Thomas Bloom Raskin, a student at Harvard Law School, “had a perfect heart, a perfect soul, a riotously outrageous and relentless sense of humor, and a dazzling radiant mind,” Rep. Raskin and his wife, Sarah Bloom Raskin, wrote in a joint tribute.
But their son “began to be tortured later in his 20s by a blindingly painful and merciless ‘disease called depression,’ as Tabitha put it on Facebook over the weekend, a kind of relentless torture in the brain for him, and despite very fine doctors and a loving family and friendship network of hundreds who adored him beyond words and whom he adored too, the pain became overwhelming and unyielding and unbearable at last for our dear boy, this young man of surpassing promise to our broken world.”
“On the last hellish brutal day of that godawful miserable year of 2020, when hundreds of thousands of Americans and millions of people all over the world died alone in bed in the darkness from an invisible killer disease ravaging their bodies and minds, we also lost our dear, dear, beloved son, Hannah and Tabitha’s beloved irreplaceable brother, a radiant light in this broken world,” they added.
The family has not specified a cause of death but noted that the college student left a “farewell note,” which stated: “Please forgive me. My illness won today. Please look after each other, the animals, and the global poor for me. All my love, Tommy.”

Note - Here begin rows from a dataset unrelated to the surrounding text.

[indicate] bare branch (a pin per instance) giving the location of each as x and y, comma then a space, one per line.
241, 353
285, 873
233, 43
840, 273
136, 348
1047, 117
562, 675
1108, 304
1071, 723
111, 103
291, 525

According to the Anxiety and Depression Association of America, anxiety disorders are the most common mental illness in America and affect 40 million adults every year.

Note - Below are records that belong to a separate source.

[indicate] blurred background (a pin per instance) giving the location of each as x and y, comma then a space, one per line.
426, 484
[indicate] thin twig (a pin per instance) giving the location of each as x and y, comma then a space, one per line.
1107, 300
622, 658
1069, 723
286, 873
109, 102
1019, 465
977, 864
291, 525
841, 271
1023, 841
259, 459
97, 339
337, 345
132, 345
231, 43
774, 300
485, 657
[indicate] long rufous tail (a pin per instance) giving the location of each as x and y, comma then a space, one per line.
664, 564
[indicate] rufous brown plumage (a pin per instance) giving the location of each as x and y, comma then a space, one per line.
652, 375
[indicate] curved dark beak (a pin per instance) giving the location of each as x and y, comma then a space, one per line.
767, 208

The student was survived by his two sisters and dozens of other relatives.
The family announced over the weekend the creation of a memorial fund for Tommy Raskin, through the Greater Washington Community Foundation.
The fund will distribute money on a semiannual basis to causes and charities championed and advanced by Tommy Raskin, such as Oxfam, Give Directly, the Helen Keller Institute, and Animal Outlook, the family said. It was launched with an initial contribution of $50,000.
The family also said it would hold a private funeral service on Tuesday. They said it would follow COVID-19 public health guidelines.
A virtual public memorial service will be held late this month.